The agent needs a language model to reason with. In Standard Logic Apps, you connect the agent to an Azure OpenAI Service resource and specify the model deployment to use — typically a GPT-4o deployment. The agent sends the instructions, the trigger input, and the results of any tool calls to the model at each iteration of the loop. The model’s response tells the agent what to do next.

Tools

A tool is a sequence of one or more connector actions that the agent can choose to invoke. You build tools directly in the Logic Apps designer by adding actions from the connector gallery inside the agent action. Each tool gets a name and a description — the model uses these to decide which tool to call and when. A single agent can have multiple tools. An agent with no tools can still respond to prompts using the model’s built-in knowledge, but it cannot take action on external systems.

The diagram below shows how these four parts fit together inside a single agent loop execution.

Anatomy of an Azure Logic Apps agent loop — trigger, instructions, model, and tools
Figure 1 — Every Azure Logic Apps agent loop consists of four building blocks: a trigger that starts the workflow, instructions that define the agent’s role, a connected model (Azure OpenAI / GPT-4o) that reasons over each iteration, and tools built from connector actions. The loop cycles through Think, Act, and Observe until the model determines the task is complete.

Building your first agent loop in Azure Logic Apps

The demo for this post is deliberately simple: an agent that receives a topic via an HTTP trigger, uses Azure OpenAI to generate a summary, and returns the result to the caller. One trigger, one model, one tool is enough to see all four building blocks in action and to read a meaningful run history.

Prerequisites

  • A Standard logic app resource deployed in Azure
  • An Azure OpenAI Service resource with a GPT-4o model deployment
  • Contributor access to both resources

Step 1: Create the workflow

In the Azure portal, open your Standard logic app and select Workflows from the sidebar. Choose Add, then select Autonomous Agents as the workflow type. Give the workflow a name and select Stateful. Logic Apps creates a new workflow with an empty agent action already in place.

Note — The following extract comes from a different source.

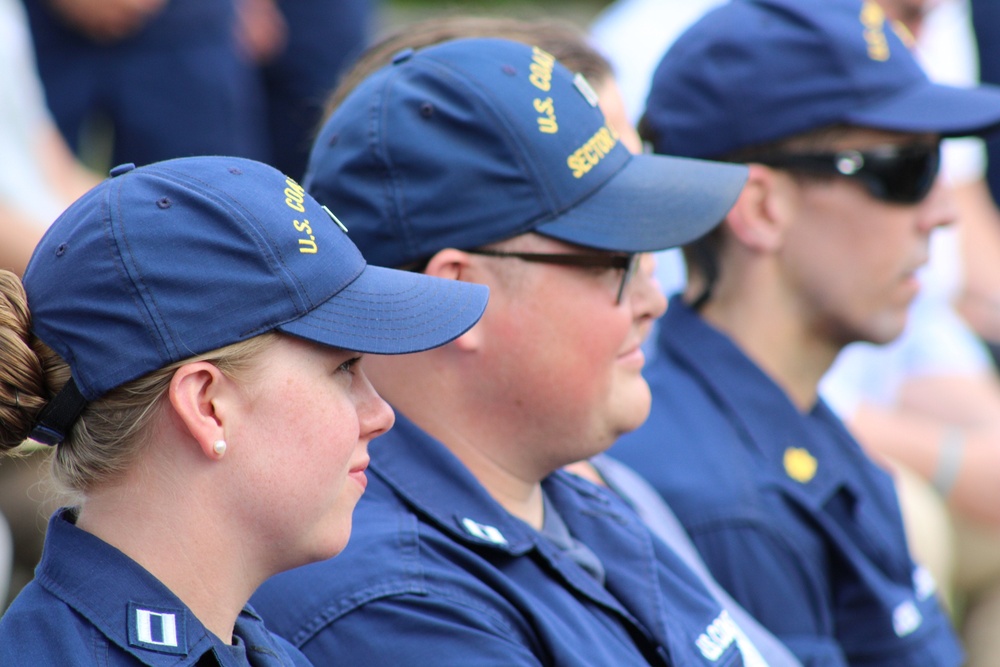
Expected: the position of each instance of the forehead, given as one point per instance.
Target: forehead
(860, 138)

Step 2: Configure the trigger

The autonomous agent workflow template starts with a When a HTTP request is received trigger by default. Leave the method as POST. In the request body JSON schema, add a single property: topic of type string. This is the input the agent will work with.

Step 3: Write the instructions

Select the agent action in the designer to open its configuration pane. On the Parameters tab, find the Instructions field. Enter something like the following:

You are a research assistant. When given a topic, use the available tools to retrieve relevant information and return a concise summary of no more than three sentences. Always cite your source.

Keep instructions specific and bounded. Vague instructions produce unpredictable behaviour. The model will take the instructions literally, so precision matters.

Step 4: Connect the model

Still on the Parameters tab, select Add connection under the model configuration section. Choose Azure OpenAI Service, select your resource, and choose your GPT-4o deployment. Logic Apps establishes the connection and stores it against the workflow.

Step 5: Add a tool

Inside the agent action, select Add a tool. This opens the connector gallery filtered to actions that can be used as tools. For this demo, add the HTTP action as a tool — name it search_web, give it the description “Retrieves content from a given URL”, and configure it to accept a URL as input. In a production scenario you would use Azure AI Search or a more capable connector here; the HTTP action keeps the demo self-contained.

Step 6: Save and run

Save the workflow. Use a REST client to POST a JSON body like {"topic": "Azure Logic Apps agent loop"} to the workflow’s trigger URL. The agent fires, the model reasons over the instructions and the topic, invokes the search tool, and returns a summary.

Logic Apps designer view of an autonomous agent workflow. The canvas shows an HTTP request trigger connected to an Agent action containing a Tool with an HTTP action inside. The right pane shows the Agent parameters: AI model set to GPT-4o via Foundry Models, instructions for the research assistant role, and the topic dynamic value wired as user instructions item 1.
Figure 2 — The completed agent configuration in the Logic Apps designer. The Agent action is connected to GPT-4o via Foundry Models, the instructions define the research assistant role and output format, and the topic value from the HTTP trigger is passed in as the user instruction. The Tool contains a single HTTP action that the agent can invoke to retrieve content from a given URL.

Reading the run history

he run history is where the Azure Logic Apps agent loop becomes visible. Open the workflow’s Run history and select the latest run. You will see the trigger, followed by the agent action. Expand the agent action and you will find each iteration of the loop shown as a numbered step: the model’s reasoning output, the tool call with its inputs and outputs, and the model’s decision on whether to loop again or return a final answer.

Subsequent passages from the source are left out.